GBP paring gains six days consecutively
For starters, the Pound has been one of the best-performing currencies in the better part of this year despite the Brexit drama. By mid-March, the Pound was strong at 3.4% year-to-date against the US dollar and only second to the Mexican Peso. Interestingly, this good performance was on the back of optimism by traders regarding a successful Brexit. The optimism was particularly highest when the PM initiated the cross-party talks to find an end to the debacle before the EU elections.
Unfortunately, the latest whispers about Brexit are tearing down the optimism. According to the pro-Brexit faction of the cabinet, the talks between the Labor Party and the ruling Conservative Party have failed to deliver six weeks later. Notably, a group of senior Tories and former cabinet members beseeched the PM not to compromise with the opposition. In particular, they argue that such a compromise would split the Tories right in the middle.
Softer jobs data exerting more pressure of the Pound
In the wake of the developments, the Pound dropped against the Euro on Monday. Notably, this becomes the sixth consecutive drop as the euro continues to firm. In the early morning trading hours on Tuesday, the Pound to euro exchange rate was at 1.152. According to knowledgeable observers, the current performance is the worst since September 2017.
Further pressure was piled on the Pound Sterling due to disappointing UK jobs data. Notably, the wages in the UK labor market for March grew by 3.2% against a market expectation of 3.4%. Also, employment data came in softer after the economy registered 99,000 jobs. This is way below the market expectation of 141,000. Nonetheless, the market experienced an unexpected decline in unemployment to 3.8%.
Investors counting heavily on a soft Brexit for the survival of the GBP
Although the data gives the Bank of England a room to wiggle and an option not to raise interest rates, the Pound is crumbling under the softer data. In particular, the disappointing data was also behind the GBP’s decline against the US dollar. To be sure, the USD/GBP exchange rate was up to around £0.7725 on Tuesday.
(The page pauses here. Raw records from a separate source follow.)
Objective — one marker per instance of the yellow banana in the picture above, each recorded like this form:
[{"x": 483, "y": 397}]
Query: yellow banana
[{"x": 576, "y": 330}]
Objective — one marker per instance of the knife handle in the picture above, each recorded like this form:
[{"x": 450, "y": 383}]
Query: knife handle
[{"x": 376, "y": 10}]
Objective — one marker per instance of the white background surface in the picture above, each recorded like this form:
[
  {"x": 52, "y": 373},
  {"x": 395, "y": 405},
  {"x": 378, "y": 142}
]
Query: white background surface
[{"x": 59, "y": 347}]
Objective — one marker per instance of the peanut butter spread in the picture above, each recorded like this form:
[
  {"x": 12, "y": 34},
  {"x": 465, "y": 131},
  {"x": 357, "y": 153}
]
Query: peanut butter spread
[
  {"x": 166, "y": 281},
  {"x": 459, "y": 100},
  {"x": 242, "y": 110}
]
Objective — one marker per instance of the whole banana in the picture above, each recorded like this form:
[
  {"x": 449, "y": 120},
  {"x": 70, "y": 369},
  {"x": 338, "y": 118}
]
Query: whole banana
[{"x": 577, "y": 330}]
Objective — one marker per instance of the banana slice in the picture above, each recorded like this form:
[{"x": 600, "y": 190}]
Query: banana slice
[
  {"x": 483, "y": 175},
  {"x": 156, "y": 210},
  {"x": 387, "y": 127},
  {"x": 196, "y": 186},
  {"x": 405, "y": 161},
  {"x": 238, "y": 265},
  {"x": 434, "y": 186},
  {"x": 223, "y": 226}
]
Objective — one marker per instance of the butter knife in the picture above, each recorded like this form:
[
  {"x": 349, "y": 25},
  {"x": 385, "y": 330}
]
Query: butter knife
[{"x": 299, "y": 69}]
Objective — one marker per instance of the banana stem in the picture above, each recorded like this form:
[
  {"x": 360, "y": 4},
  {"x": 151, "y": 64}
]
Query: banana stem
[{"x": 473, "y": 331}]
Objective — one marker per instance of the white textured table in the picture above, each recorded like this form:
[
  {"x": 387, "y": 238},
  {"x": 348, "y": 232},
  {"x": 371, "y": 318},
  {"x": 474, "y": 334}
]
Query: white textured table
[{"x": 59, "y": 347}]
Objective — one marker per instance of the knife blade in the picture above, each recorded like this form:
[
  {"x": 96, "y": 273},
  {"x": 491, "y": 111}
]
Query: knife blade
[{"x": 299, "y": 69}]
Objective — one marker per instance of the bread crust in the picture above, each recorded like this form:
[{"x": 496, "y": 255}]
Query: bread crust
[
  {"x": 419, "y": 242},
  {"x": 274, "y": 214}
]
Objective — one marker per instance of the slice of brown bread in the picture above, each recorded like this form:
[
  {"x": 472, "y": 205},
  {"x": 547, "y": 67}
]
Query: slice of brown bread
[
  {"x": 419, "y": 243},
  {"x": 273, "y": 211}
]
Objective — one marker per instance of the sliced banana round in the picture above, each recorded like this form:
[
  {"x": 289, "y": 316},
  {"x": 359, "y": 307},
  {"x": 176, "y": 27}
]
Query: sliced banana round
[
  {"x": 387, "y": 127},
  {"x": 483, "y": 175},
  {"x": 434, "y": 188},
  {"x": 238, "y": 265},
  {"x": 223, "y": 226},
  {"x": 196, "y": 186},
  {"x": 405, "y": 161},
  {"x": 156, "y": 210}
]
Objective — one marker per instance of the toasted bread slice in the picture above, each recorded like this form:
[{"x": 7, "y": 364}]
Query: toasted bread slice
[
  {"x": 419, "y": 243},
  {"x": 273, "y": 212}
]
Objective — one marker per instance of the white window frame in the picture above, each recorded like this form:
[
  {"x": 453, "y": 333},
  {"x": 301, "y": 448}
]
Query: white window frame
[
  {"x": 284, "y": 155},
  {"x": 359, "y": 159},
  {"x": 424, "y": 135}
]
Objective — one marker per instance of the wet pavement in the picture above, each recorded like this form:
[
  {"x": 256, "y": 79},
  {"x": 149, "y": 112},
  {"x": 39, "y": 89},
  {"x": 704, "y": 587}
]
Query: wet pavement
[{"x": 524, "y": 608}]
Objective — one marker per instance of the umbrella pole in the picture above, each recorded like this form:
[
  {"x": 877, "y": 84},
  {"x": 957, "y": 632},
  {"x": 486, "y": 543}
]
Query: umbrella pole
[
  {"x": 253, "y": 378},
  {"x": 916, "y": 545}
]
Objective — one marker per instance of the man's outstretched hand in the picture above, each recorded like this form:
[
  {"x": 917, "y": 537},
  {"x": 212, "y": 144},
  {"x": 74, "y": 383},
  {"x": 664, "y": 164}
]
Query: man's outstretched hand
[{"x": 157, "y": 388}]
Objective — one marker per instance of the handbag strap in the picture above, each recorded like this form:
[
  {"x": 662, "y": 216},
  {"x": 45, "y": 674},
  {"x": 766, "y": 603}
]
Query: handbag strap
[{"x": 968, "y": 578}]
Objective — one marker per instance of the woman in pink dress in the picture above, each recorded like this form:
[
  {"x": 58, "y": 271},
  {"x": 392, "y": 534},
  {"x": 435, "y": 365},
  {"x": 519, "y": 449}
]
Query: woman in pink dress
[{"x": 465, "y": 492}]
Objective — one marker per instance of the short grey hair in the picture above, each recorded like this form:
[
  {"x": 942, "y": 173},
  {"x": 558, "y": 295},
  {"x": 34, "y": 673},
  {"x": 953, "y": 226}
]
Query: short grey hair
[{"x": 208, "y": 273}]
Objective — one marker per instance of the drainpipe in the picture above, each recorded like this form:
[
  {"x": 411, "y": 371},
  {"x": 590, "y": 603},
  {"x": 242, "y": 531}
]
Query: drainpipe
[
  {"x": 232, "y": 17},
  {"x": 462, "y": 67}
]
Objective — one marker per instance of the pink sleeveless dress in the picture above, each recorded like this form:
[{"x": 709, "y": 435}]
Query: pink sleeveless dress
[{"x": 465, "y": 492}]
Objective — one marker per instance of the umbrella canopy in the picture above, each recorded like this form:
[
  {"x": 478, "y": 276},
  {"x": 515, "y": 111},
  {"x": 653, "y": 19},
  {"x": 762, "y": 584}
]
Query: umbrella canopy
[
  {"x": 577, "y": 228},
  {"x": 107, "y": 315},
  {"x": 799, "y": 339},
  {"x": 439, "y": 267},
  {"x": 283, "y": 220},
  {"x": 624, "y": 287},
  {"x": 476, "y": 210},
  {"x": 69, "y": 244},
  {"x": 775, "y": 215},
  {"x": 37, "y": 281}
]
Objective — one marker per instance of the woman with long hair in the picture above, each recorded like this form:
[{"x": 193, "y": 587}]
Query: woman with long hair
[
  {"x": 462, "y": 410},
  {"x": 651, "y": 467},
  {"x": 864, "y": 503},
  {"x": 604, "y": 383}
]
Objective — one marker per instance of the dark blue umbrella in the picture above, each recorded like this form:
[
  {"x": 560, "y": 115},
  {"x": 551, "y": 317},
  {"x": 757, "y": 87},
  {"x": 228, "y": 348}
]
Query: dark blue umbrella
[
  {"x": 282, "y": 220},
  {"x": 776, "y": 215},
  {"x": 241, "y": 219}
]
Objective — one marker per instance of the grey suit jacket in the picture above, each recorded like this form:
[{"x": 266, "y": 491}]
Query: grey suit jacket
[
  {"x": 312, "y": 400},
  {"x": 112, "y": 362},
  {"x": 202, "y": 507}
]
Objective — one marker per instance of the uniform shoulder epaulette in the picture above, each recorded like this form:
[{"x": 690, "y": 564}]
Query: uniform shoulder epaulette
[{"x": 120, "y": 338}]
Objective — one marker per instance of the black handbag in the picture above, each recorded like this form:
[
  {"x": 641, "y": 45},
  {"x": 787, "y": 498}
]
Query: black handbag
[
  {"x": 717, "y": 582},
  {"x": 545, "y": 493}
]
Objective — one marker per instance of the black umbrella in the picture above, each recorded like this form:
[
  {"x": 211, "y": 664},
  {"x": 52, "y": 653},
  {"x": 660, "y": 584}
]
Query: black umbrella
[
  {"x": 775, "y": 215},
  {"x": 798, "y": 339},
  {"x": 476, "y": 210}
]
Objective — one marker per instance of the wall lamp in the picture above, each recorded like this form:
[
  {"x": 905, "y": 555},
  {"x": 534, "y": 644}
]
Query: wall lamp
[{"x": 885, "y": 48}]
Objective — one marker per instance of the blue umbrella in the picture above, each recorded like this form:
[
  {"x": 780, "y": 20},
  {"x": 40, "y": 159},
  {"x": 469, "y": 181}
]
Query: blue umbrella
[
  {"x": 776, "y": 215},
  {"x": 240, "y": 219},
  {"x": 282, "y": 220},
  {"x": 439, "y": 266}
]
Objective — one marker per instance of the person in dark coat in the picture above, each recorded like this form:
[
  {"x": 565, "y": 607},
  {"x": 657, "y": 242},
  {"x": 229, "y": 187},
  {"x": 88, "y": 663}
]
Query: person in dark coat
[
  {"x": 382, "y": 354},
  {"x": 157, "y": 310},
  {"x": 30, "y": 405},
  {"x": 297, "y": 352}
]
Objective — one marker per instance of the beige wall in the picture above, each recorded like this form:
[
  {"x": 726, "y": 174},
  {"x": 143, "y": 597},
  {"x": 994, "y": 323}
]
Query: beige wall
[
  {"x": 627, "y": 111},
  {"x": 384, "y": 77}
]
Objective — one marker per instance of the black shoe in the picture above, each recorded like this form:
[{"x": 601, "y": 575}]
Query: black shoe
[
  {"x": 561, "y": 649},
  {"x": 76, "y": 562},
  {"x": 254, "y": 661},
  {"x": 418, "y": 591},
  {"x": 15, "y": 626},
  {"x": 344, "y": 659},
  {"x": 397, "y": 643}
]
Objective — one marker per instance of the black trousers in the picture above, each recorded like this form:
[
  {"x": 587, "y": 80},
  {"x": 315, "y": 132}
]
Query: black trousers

The decline of the pound sterling is a testimony that the Brexit debacle overshadowed the impressive performance on the unemployment front. To be sure, the last time the UK unemployment rate was at 3.8% was 44 years ago. However, traders seem to be much more worried about the twists in Brexit. As such, the market is waiting with bated breath as the PM works toward the conclusion of Brexit before the end of July.